I'm still maintaining 4 properties in Google Search Console
1) HTTP+AMP (http://amp.example.com), with no sitemap
2) HTTPS+AMP (https://amp.example.com), with no sitemap
3) HTTP+NOAMP (http://example.com), with no sitemap
4) HTTPS+NOAMP (https://example.com), this is the main one, with one sitemap of 300k URLs

However, 4 years later, I'm still viewing 168k URLs into the GSC of the HTTP+AMP property, under the "Page with redirect". All of them show the same information:
  • Sitemaps: No referring sitemaps detected [it's ok for me]
  • Referring page: http://example.com/product [this is weird, why GSC is showing this URL of the HTTP+NOAMP property?
  • Last crawl: Jan 2, 2024, 10:41:16 PM
  • User-declared canonical: https://example.com/product [it's ok for me]

    Some questions
  • why is Googlebot still crawling my HTTP+AMP property after 4 years?
  • should I wait longer for Googlebot to stop crawling the URLs?
  • can I be penalized by this situation?
  • can I avoid this somehow?
  • why is GSC showing the HTTP+NOAMP referring page?

    Thank you.
  • not2easy

    12:02 pm on Jan 4, 2024 (gmt 0)

    WebmasterWorld Administrator 10+ Year Member Top Contributors Of The Month



    What do you see in your access logs? Since it is all now on one domain/protocol and the old URLs are redirected to the new, there should not continue to be any crawling of the content, seeking it with old URLs - assuming you have set up 301 (permanent) rewrites and not 302 (temporary). If your logs are showing 302 responses, that is the reason they continue looking for the old URLs. Are you also redirecting inbound links?

    guarriman3

    4:58 pm on Jan 4, 2024 (gmt 0)

    10+ Year Member Top Contributors Of The Month



    Thank you very much, @not2easy, for your nice answer.

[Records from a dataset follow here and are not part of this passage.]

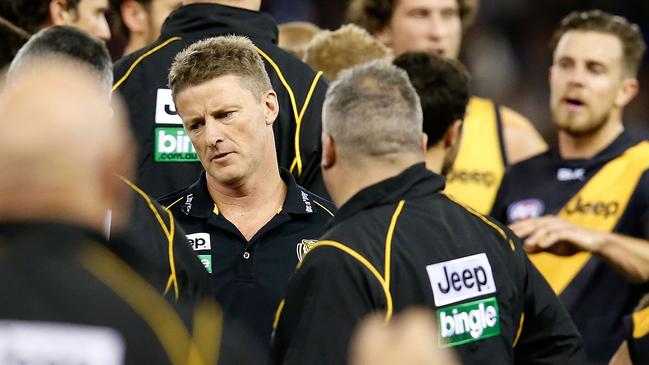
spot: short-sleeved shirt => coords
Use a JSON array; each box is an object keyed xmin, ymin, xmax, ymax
[{"xmin": 160, "ymin": 169, "xmax": 335, "ymax": 350}]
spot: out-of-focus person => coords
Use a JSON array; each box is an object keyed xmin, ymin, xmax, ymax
[
  {"xmin": 303, "ymin": 24, "xmax": 392, "ymax": 80},
  {"xmin": 347, "ymin": 0, "xmax": 547, "ymax": 214}
]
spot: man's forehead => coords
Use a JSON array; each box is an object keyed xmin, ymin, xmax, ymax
[{"xmin": 554, "ymin": 30, "xmax": 623, "ymax": 63}]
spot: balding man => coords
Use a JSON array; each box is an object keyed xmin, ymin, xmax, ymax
[{"xmin": 271, "ymin": 58, "xmax": 584, "ymax": 364}]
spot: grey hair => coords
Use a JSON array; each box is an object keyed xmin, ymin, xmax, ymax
[{"xmin": 322, "ymin": 60, "xmax": 423, "ymax": 158}]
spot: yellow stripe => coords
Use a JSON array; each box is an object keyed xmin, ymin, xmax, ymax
[
  {"xmin": 113, "ymin": 37, "xmax": 182, "ymax": 91},
  {"xmin": 119, "ymin": 176, "xmax": 179, "ymax": 300},
  {"xmin": 165, "ymin": 196, "xmax": 185, "ymax": 209},
  {"xmin": 295, "ymin": 71, "xmax": 322, "ymax": 176},
  {"xmin": 512, "ymin": 313, "xmax": 525, "ymax": 347},
  {"xmin": 384, "ymin": 200, "xmax": 406, "ymax": 290},
  {"xmin": 632, "ymin": 307, "xmax": 649, "ymax": 339},
  {"xmin": 80, "ymin": 245, "xmax": 204, "ymax": 365},
  {"xmin": 302, "ymin": 241, "xmax": 392, "ymax": 323},
  {"xmin": 442, "ymin": 192, "xmax": 506, "ymax": 240},
  {"xmin": 257, "ymin": 48, "xmax": 322, "ymax": 176},
  {"xmin": 311, "ymin": 200, "xmax": 334, "ymax": 217},
  {"xmin": 273, "ymin": 299, "xmax": 285, "ymax": 330}
]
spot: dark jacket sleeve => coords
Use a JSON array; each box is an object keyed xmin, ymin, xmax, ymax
[
  {"xmin": 270, "ymin": 247, "xmax": 385, "ymax": 365},
  {"xmin": 514, "ymin": 244, "xmax": 586, "ymax": 364}
]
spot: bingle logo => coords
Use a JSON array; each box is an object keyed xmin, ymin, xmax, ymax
[
  {"xmin": 155, "ymin": 89, "xmax": 183, "ymax": 125},
  {"xmin": 557, "ymin": 167, "xmax": 586, "ymax": 181},
  {"xmin": 507, "ymin": 199, "xmax": 545, "ymax": 223},
  {"xmin": 566, "ymin": 197, "xmax": 620, "ymax": 219},
  {"xmin": 426, "ymin": 253, "xmax": 496, "ymax": 307},
  {"xmin": 187, "ymin": 233, "xmax": 212, "ymax": 251}
]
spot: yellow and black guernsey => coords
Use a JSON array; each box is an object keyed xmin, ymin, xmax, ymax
[
  {"xmin": 270, "ymin": 164, "xmax": 585, "ymax": 365},
  {"xmin": 446, "ymin": 96, "xmax": 507, "ymax": 214},
  {"xmin": 493, "ymin": 132, "xmax": 649, "ymax": 363},
  {"xmin": 160, "ymin": 169, "xmax": 335, "ymax": 356},
  {"xmin": 113, "ymin": 3, "xmax": 327, "ymax": 198},
  {"xmin": 0, "ymin": 221, "xmax": 260, "ymax": 365}
]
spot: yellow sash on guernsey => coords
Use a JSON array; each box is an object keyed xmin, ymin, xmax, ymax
[
  {"xmin": 530, "ymin": 141, "xmax": 649, "ymax": 294},
  {"xmin": 445, "ymin": 97, "xmax": 505, "ymax": 214}
]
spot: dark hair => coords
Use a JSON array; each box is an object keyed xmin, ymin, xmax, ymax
[
  {"xmin": 550, "ymin": 10, "xmax": 647, "ymax": 76},
  {"xmin": 0, "ymin": 0, "xmax": 81, "ymax": 33},
  {"xmin": 347, "ymin": 0, "xmax": 479, "ymax": 34},
  {"xmin": 393, "ymin": 52, "xmax": 469, "ymax": 147},
  {"xmin": 109, "ymin": 0, "xmax": 153, "ymax": 40},
  {"xmin": 11, "ymin": 25, "xmax": 113, "ymax": 88}
]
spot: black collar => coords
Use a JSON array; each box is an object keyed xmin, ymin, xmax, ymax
[
  {"xmin": 161, "ymin": 3, "xmax": 277, "ymax": 44},
  {"xmin": 548, "ymin": 130, "xmax": 641, "ymax": 168},
  {"xmin": 180, "ymin": 168, "xmax": 319, "ymax": 219},
  {"xmin": 330, "ymin": 163, "xmax": 444, "ymax": 226}
]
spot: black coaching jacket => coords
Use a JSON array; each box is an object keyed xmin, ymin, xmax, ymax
[{"xmin": 113, "ymin": 4, "xmax": 327, "ymax": 197}]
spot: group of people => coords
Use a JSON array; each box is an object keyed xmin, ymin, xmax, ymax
[{"xmin": 0, "ymin": 0, "xmax": 649, "ymax": 365}]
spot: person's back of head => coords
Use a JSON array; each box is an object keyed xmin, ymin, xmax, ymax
[
  {"xmin": 322, "ymin": 60, "xmax": 423, "ymax": 167},
  {"xmin": 393, "ymin": 52, "xmax": 469, "ymax": 147},
  {"xmin": 277, "ymin": 22, "xmax": 321, "ymax": 59},
  {"xmin": 304, "ymin": 24, "xmax": 391, "ymax": 80},
  {"xmin": 0, "ymin": 55, "xmax": 132, "ymax": 230},
  {"xmin": 9, "ymin": 26, "xmax": 113, "ymax": 95}
]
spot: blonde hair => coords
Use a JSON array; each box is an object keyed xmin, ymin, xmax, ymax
[
  {"xmin": 304, "ymin": 24, "xmax": 391, "ymax": 80},
  {"xmin": 169, "ymin": 36, "xmax": 272, "ymax": 98}
]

    I've just checked the Apache logs, and found that there are no 302 responses, and tons of 301 responses.

    And I also checked the HTTP headers of the redirects, and found one surprise: to redirect from 'http://amp.example.com/product' to 'https://example.com/product', I'm implementing two 301 redirects:

    1st 301 redirect: http://amp.example.com/product --> https://amp.example.com/product
    2nd 301 redirect: https://amp.example.com/product --> https://example.com/product


    May those multiple 301 redirects affect my SEO ranking, my crawling budget and the non-indexed pages in Search Console?
    (obviously, I will try to fix this issue)

    not2easy

    5:26 pm on Jan 4, 2024 (gmt 0)

    WebmasterWorld Administrator 10+ Year Member Top Contributors Of The Month



    Possibly, if so it would be because the amp. subdomain exists and the redirect is causing a loop because it isn't capturing the request. The first 301 should go to the newer URL, capturing the request and appending it so there is one step.

    It appears you are using Mod_Alias (Redirect) and combining it with Mod_Rewrite which can wreak havoc. (can, not always)

    I'd suggest you post in the Apache forum for specifics, this isn't the place where the best help is found for this topic, we're OT already for the Google forum.

    edited to add - Apache forum is here: [webmasterworld.com...]

    lucy24

    5:37 pm on Jan 4, 2024 (gmt 0)

    WebmasterWorld Senior Member 10+ Year Member Top Contributors Of The Month



    1st 301 redirect: http://amp.example.com/product --> https://amp.example.com/product

    Remove this redirect. It will be covered by the universal redirect of all amp. URLs, regardless of initially requested protocol.

    ... and we'll see you in the Apache subforum, because an http > https redirect should not happen until all other redirects have been handled.